March 06, 2016

Study: Autistic kids more likely to be gender non-conforming

Kids on autism spectrum are 7 times more likely to wish to be the opposite sex, researchers say

Children on the autism spectrum are more than seven times more likely to show signs of gender variance, according to a study led by New York University.

The study, published last month in Transgender Health, recruited the parents of 492 autistic children ages six to 18. When the researchers asked these parents whether their children often "wish to be the opposite sex," a little over five percent of participants said yes, compared to less than one percent of the general population.

Bolstering these findings is the fact that a previous study from the Children's National Medical Center in 2014 found almost the exact same results. The NYU study found that 5.1 percent of children on the autism spectrum showed signs of gender variance. The 2014 study put that number down at 5.4 percent.

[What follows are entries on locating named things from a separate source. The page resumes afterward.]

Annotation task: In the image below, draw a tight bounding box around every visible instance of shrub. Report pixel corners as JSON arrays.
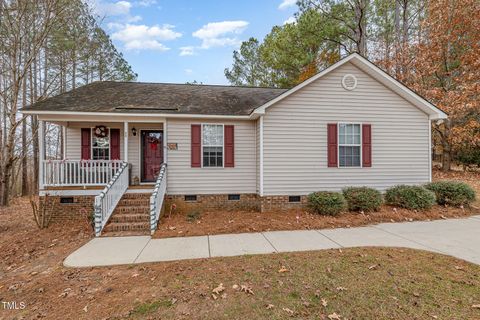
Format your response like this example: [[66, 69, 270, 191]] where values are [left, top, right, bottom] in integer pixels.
[[425, 181, 475, 206], [343, 187, 383, 212], [456, 147, 480, 167], [385, 185, 435, 210], [307, 191, 347, 216]]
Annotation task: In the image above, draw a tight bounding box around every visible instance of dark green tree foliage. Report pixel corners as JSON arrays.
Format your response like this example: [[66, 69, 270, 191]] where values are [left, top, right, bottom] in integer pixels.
[[225, 38, 275, 87]]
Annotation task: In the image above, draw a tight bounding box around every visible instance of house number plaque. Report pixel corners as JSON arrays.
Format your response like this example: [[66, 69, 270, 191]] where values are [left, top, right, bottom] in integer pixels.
[[167, 143, 178, 150]]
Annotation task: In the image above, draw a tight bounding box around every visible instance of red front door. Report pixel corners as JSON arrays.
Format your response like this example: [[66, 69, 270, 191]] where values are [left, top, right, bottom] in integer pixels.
[[141, 130, 163, 182]]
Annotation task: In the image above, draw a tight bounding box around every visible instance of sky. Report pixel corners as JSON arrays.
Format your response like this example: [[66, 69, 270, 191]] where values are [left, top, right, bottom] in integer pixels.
[[91, 0, 297, 84]]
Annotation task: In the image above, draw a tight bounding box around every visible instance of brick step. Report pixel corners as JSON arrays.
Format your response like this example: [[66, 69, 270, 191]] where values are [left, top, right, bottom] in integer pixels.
[[110, 213, 150, 223], [102, 231, 150, 237], [122, 194, 153, 200], [117, 198, 150, 207], [113, 206, 150, 215], [104, 222, 150, 234]]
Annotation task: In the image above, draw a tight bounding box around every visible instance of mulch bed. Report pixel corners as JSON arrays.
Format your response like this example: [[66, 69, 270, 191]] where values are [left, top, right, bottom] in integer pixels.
[[154, 170, 480, 238]]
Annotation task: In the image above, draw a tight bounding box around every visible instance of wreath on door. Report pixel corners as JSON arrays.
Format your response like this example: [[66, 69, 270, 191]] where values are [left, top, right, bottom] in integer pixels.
[[147, 137, 160, 150], [93, 126, 107, 138]]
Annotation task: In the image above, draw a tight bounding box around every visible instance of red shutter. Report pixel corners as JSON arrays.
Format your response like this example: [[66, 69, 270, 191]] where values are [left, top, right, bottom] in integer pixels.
[[224, 125, 235, 168], [362, 124, 372, 167], [81, 128, 91, 160], [191, 124, 202, 168], [110, 129, 120, 160], [327, 123, 338, 167]]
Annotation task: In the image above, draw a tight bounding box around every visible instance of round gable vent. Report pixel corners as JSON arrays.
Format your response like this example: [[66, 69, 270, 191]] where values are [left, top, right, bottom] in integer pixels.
[[342, 74, 357, 90]]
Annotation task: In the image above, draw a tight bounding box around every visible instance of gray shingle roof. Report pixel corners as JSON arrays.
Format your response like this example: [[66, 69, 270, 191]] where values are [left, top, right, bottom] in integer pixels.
[[24, 81, 286, 115]]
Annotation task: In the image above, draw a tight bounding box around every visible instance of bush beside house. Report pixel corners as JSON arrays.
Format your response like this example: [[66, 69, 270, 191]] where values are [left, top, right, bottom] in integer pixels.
[[343, 187, 383, 212], [425, 181, 475, 207], [308, 191, 347, 216], [385, 185, 436, 210]]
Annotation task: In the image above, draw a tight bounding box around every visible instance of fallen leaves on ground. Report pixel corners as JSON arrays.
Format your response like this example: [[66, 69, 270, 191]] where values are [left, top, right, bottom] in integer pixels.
[[282, 308, 295, 315], [321, 298, 328, 307], [240, 284, 254, 295], [212, 283, 225, 294], [278, 266, 288, 273]]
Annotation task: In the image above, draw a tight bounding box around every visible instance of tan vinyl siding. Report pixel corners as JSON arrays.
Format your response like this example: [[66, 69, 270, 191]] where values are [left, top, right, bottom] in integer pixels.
[[264, 63, 429, 195], [65, 122, 123, 160], [167, 119, 256, 194], [255, 120, 260, 193]]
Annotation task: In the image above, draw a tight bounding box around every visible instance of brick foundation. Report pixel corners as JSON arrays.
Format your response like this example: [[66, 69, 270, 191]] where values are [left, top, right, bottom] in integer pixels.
[[259, 196, 307, 212], [39, 193, 307, 223], [165, 193, 260, 212], [39, 195, 95, 223]]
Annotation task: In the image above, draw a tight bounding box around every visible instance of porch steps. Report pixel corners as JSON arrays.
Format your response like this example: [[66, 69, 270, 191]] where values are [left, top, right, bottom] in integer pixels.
[[102, 193, 151, 237]]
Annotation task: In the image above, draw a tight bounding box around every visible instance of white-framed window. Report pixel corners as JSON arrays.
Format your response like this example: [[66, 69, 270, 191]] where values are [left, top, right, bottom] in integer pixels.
[[202, 124, 224, 168], [338, 123, 362, 167], [91, 128, 110, 160]]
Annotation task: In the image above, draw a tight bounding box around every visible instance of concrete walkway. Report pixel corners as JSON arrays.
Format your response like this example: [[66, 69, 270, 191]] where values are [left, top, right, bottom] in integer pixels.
[[64, 216, 480, 267]]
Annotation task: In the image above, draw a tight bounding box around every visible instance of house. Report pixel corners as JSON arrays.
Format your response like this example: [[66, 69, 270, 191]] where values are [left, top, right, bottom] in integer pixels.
[[23, 54, 447, 235]]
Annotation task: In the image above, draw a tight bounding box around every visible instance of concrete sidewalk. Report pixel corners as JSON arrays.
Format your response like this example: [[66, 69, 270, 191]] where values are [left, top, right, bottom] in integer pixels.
[[64, 216, 480, 267]]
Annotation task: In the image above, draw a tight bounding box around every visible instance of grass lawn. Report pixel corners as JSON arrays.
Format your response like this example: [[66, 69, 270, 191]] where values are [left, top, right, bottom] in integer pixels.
[[0, 169, 480, 320]]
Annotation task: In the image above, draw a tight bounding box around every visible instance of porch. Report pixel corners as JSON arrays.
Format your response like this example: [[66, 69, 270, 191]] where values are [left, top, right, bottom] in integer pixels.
[[39, 115, 167, 236], [39, 117, 167, 190]]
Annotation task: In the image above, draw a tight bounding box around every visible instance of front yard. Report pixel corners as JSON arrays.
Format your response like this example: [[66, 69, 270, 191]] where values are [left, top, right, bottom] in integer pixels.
[[0, 199, 480, 319], [154, 170, 480, 238], [0, 169, 480, 320], [0, 201, 480, 319]]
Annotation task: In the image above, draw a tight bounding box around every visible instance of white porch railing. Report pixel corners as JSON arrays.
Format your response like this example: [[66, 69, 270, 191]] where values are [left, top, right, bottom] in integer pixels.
[[150, 163, 167, 234], [94, 162, 128, 237], [40, 160, 124, 187]]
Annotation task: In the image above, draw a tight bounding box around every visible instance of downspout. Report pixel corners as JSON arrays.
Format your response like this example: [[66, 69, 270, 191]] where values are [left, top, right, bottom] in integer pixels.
[[259, 115, 263, 197]]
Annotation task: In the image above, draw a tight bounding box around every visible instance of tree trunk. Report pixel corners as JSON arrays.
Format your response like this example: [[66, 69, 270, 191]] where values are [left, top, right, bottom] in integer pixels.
[[22, 77, 28, 196], [355, 0, 367, 56], [442, 119, 452, 171]]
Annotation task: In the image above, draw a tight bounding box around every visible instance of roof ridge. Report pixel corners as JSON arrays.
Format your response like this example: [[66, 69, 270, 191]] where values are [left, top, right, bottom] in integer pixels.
[[97, 80, 288, 90]]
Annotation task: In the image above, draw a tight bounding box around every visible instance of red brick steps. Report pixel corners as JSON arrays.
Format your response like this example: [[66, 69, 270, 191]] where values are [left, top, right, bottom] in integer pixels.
[[102, 193, 150, 237]]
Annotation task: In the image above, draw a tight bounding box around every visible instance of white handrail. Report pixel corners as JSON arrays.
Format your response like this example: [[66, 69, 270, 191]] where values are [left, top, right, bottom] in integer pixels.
[[94, 162, 128, 237], [40, 160, 124, 187], [150, 163, 167, 234]]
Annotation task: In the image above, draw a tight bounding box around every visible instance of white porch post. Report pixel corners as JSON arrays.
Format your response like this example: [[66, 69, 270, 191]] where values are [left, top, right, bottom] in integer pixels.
[[62, 126, 67, 160], [123, 121, 128, 162], [38, 120, 45, 190], [162, 119, 168, 163]]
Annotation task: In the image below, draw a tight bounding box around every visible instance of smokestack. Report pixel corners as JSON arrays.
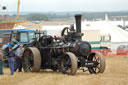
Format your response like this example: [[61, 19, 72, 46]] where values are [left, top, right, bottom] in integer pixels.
[[75, 14, 81, 33]]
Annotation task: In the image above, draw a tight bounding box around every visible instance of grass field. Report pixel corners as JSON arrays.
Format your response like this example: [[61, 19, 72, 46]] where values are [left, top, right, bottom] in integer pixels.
[[0, 57, 128, 85]]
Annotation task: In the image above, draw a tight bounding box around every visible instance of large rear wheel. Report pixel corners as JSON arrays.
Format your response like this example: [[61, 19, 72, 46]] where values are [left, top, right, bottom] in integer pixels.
[[61, 52, 77, 75], [23, 47, 41, 72], [88, 52, 106, 74]]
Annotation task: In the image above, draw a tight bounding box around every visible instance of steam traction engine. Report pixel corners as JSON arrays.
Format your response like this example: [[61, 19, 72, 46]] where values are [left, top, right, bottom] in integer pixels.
[[23, 15, 105, 75]]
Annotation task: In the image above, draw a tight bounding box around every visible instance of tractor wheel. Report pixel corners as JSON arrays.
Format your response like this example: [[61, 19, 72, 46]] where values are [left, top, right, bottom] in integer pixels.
[[88, 52, 106, 74], [23, 47, 41, 72], [61, 52, 77, 75]]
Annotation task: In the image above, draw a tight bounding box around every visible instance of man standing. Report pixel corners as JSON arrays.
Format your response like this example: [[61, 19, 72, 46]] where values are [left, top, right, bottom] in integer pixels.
[[15, 45, 23, 72], [0, 53, 3, 75], [8, 47, 15, 75]]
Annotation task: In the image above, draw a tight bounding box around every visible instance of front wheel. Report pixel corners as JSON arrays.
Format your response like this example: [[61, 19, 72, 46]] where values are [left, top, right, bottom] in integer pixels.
[[88, 52, 106, 74]]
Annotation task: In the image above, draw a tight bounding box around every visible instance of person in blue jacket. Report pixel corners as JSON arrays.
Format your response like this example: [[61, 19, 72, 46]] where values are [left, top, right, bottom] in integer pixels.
[[0, 53, 4, 75], [8, 47, 15, 75]]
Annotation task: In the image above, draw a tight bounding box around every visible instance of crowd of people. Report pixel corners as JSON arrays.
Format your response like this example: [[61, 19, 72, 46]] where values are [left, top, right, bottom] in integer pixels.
[[0, 45, 24, 75]]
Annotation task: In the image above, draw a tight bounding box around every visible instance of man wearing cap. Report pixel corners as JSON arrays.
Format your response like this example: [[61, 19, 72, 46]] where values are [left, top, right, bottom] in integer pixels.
[[0, 53, 3, 75], [8, 47, 15, 75], [15, 45, 23, 72]]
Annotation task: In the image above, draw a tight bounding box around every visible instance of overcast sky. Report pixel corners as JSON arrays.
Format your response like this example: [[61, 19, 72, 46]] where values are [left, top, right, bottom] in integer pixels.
[[0, 0, 128, 12]]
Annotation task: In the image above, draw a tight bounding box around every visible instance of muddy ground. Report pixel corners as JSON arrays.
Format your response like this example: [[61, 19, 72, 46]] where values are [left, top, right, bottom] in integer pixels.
[[0, 56, 128, 85]]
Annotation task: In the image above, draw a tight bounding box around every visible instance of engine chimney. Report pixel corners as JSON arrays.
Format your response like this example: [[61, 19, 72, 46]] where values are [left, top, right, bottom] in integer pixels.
[[75, 14, 82, 39]]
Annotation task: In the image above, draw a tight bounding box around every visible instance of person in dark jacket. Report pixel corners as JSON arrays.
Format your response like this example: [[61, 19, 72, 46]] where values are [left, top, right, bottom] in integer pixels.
[[8, 47, 15, 75], [15, 45, 23, 72], [0, 53, 3, 75]]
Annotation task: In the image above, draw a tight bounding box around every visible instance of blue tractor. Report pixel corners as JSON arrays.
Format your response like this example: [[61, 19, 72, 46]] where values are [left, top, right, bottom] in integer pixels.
[[2, 29, 37, 66]]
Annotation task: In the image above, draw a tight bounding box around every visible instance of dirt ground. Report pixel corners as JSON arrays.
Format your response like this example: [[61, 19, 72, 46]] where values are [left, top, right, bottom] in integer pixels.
[[0, 57, 128, 85]]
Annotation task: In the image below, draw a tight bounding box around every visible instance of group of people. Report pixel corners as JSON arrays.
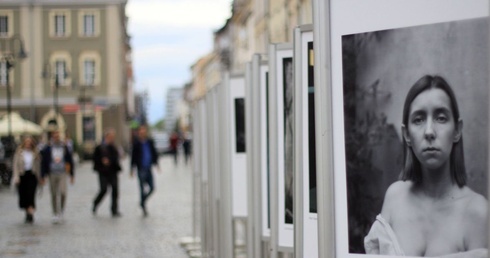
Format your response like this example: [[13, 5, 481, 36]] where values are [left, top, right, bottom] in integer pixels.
[[12, 131, 75, 223], [13, 125, 160, 224]]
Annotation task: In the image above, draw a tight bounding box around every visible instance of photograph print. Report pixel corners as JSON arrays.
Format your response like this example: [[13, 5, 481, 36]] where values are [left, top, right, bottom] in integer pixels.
[[342, 18, 489, 258], [282, 57, 294, 224], [235, 98, 246, 153]]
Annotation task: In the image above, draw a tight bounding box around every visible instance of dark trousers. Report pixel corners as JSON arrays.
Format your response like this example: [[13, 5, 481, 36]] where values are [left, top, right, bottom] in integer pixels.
[[94, 172, 119, 214], [18, 170, 37, 209], [138, 168, 154, 208]]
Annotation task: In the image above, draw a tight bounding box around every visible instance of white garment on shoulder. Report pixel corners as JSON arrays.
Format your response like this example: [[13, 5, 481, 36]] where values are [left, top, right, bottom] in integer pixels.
[[364, 214, 405, 256], [22, 150, 34, 171]]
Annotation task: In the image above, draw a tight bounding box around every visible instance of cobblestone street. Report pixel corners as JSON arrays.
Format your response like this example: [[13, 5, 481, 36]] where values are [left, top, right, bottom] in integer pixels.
[[0, 156, 192, 258]]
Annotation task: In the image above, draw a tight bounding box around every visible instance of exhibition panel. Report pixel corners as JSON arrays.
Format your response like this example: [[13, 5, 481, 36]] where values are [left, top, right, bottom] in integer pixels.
[[313, 0, 489, 258], [294, 25, 318, 257]]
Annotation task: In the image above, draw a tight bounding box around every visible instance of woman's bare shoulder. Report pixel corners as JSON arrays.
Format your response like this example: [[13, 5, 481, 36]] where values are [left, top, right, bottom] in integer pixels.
[[464, 187, 488, 221], [381, 181, 413, 221], [463, 187, 488, 250]]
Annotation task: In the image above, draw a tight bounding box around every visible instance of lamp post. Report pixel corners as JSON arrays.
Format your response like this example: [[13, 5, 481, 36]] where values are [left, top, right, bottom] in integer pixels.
[[0, 35, 27, 141]]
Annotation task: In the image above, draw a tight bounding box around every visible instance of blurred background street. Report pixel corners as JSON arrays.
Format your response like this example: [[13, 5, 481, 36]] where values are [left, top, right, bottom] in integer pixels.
[[0, 156, 192, 258]]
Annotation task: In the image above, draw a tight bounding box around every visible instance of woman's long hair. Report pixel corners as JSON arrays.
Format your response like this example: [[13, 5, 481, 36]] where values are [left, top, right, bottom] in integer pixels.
[[401, 75, 466, 187]]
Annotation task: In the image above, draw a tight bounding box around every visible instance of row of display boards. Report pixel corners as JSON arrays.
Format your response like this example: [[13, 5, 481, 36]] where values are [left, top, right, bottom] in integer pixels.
[[192, 0, 489, 258]]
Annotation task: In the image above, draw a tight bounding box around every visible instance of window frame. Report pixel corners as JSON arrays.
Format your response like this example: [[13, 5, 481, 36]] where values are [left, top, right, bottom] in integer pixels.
[[79, 51, 102, 87], [49, 51, 72, 89], [49, 9, 71, 39], [0, 10, 14, 38], [78, 9, 101, 38]]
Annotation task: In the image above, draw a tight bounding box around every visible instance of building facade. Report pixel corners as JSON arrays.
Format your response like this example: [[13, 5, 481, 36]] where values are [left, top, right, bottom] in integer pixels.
[[192, 0, 313, 101], [0, 0, 134, 155]]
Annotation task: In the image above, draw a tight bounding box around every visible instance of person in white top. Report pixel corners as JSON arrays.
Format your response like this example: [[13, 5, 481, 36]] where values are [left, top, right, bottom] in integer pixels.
[[364, 75, 488, 258], [13, 136, 41, 223]]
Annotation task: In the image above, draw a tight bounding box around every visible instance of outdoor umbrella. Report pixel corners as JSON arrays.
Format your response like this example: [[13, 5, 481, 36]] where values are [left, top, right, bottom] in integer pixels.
[[0, 112, 43, 136]]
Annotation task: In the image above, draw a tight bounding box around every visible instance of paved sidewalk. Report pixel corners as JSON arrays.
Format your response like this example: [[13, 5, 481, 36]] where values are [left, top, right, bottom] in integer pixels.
[[0, 156, 192, 258]]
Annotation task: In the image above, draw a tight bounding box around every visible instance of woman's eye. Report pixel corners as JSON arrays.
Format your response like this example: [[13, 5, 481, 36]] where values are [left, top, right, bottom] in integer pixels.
[[412, 116, 424, 125], [436, 115, 447, 123]]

Both studies also found that the child's assigned sex at birth doesn't affect their chances of being gender variant. However, that's after taking into account the fact that autism is around four times more common in natal males than females to begin with.

It's not clear why people on the autism spectrum are also more likely to question their gender identity. John Strang, the author of the 2014 study, told PrideSource that perhaps the children in his study were more likely to express gender non-conformity because they "were less worried about what people thought" and "weren't really noticing the social expectations or the social biases" against transgender people.

Both studies show that counselors working with autistic children should ask about their gender identity. Being both autistic and gender non-conforming, some children face a double-challenge in responding to society's biases.  

"Facilitating our patients' experience and understanding of their gender identity and expression may be an important focus in treating clients," wrote study authors Aron Janssen, Howard Huang, and Cristina Duncan.